Biography
Rebecca Livengood is a Partner at Relman Colfax. Rebecca joined the firm in 2019. In her civil rights litigation practice, she focuses on challenging racial discrimination in housing, provision of public services, and policing.
Rebecca has participated in and played a lead role in numerous complex civil rights cases, including a groundbreaking challenge to unconstitutional discrimination against African Americans and Gullah-Geechee descendants on Sapelo Island, a twenty-one plaintiff case challenging racial discrimination by the Federal National Mortgage Association (Fannie Mae) in its treatment of properties post-foreclosure, and a case involving racial and gender discrimination in the enforcement of Peoria, Illinois’s nuisance ordinance. She also authored an amicus brief on behalf of Alabama fair housing organizations before the Supreme Court in Merrill v. Milligan, a Voting Rights Act case challenging Alabama’s congressional district map.
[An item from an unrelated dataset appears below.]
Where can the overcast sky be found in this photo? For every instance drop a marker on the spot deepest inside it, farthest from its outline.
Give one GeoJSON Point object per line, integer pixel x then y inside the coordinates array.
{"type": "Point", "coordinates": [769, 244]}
Prior to joining the firm, Rebecca was a staff attorney at the Equal Justice Initiative, where she represented prisoners on Alabama’s death row in capital post-conviction proceedings and challenged excessive punishment in the Alabama criminal legal system. She was also a Skadden Fellow at the American Civil Liberties Union of New Jersey, where she litigated constitutional claims in state and federal courts, with a focus on police misconduct and the rights of young people in the criminal legal system. Rebecca was among the lead counsel in first-of-its-kind litigation against the New Jersey Department of Corrections under the Individuals with Disabilities Education Act to secure special education services for hundreds of young people in its custody throughout the state.
Rebecca clerked for Judge Michael A. Chagares on the United States Court of Appeals for the Third Circuit and for Judge Stewart Dalzell on the United States District Court for the Eastern District of Pennsylvania.